Dr. Yiyang Li, Assistant Professor of Materials Science and Engineering at University of Michigan, will give a seminar titled "Thermodynamics & Kinetics of Ion Transport in Batteries and Resistive Memory" to the interested faculty and students at Discovery Park.

Abstract

Energy storage and semiconductor microelectronics are two critical strategic technologies for the United States. In this talk, I will present our recent research on the thermodynamics and kinetics of ions in these technologies. Metal oxides fabricated using low-temperature processes are widely used in microelectronic devices, including resistive memory, thin-film transistors, and ferroelectrics.

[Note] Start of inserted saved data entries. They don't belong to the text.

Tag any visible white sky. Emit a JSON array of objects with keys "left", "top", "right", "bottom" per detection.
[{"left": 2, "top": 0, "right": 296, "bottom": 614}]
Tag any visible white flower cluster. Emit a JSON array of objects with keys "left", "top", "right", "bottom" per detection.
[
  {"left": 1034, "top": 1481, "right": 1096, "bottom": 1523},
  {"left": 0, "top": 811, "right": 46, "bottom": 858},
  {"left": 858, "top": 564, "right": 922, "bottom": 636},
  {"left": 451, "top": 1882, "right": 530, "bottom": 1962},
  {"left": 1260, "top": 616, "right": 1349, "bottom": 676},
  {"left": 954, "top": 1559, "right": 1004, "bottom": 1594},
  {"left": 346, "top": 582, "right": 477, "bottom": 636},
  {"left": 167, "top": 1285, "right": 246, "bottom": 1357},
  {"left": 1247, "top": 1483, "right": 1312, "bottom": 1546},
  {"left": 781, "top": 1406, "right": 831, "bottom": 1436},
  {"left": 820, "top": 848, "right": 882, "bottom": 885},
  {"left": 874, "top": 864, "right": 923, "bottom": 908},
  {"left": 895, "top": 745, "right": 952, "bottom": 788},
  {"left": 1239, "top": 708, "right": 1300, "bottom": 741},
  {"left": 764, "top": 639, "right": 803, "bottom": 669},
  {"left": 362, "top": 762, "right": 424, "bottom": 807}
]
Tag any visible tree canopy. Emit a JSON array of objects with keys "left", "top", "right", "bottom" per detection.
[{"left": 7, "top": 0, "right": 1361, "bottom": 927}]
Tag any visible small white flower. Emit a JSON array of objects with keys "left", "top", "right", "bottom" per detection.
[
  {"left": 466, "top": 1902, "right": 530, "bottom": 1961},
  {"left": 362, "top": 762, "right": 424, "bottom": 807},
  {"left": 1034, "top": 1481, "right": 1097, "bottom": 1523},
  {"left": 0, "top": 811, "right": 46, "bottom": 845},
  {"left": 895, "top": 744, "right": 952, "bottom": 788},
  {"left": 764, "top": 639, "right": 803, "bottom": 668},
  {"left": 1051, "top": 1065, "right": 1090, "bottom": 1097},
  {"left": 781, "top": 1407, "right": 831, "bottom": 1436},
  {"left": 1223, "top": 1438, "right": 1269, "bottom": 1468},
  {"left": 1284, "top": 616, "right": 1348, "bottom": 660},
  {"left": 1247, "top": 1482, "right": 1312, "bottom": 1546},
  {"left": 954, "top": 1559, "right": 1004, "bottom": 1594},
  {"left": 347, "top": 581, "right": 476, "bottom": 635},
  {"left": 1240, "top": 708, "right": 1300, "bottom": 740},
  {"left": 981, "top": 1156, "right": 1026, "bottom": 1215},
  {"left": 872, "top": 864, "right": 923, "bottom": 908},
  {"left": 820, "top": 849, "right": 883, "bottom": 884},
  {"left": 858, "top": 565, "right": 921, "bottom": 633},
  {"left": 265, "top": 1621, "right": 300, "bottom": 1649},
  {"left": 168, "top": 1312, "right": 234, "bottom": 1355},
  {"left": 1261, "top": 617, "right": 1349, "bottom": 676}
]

Oxygen diffusion within these solid metal oxides plays a critical role in the functionality and reliability of such devices. In our study of tantalum oxide resistive memory, we demonstrate that oxygen diffusion kinetics are not governed by ideal Fickian diffusion; instead, they are governed by non-ideal thermodynamic interactions, including phase separation and spinodal decomposition, and can be described using a regular solution model. This phase separation not only enables information retention for over 10 years under typical computing environments, but can also be used to engineer nonvolatile memory under extreme temperatures exceeding 500 °C.

Next, we investigate lithium transport in battery materials by assembling individual battery particles onto microelectrode array, a platform adapted from the field of neuroscience. By measuring lithium diffusion and reaction rates in individual particles, we show that particle cracking, which was long believed to be detrimental, is essential for the fast charge and discharge of battery particles. Moreover, attempts to eliminate cracks would substantially hinder fast charge and discharge. Such studies show the importance of ion transport in current and future technologies for energy, microelectronics, and beyond.

Bio

Dr. Yiyang Li is an Assistant Professor of Materials Science and Engineering at the University of Michigan since 2020. His group studies ion transport in materials for energy storage and microelectronics. He received his PhD in materials science and engineering from Stanford University in 2016, and was a Harry Truman Postdoctoral Fellow at Sandia National Laboratories from 2017-20.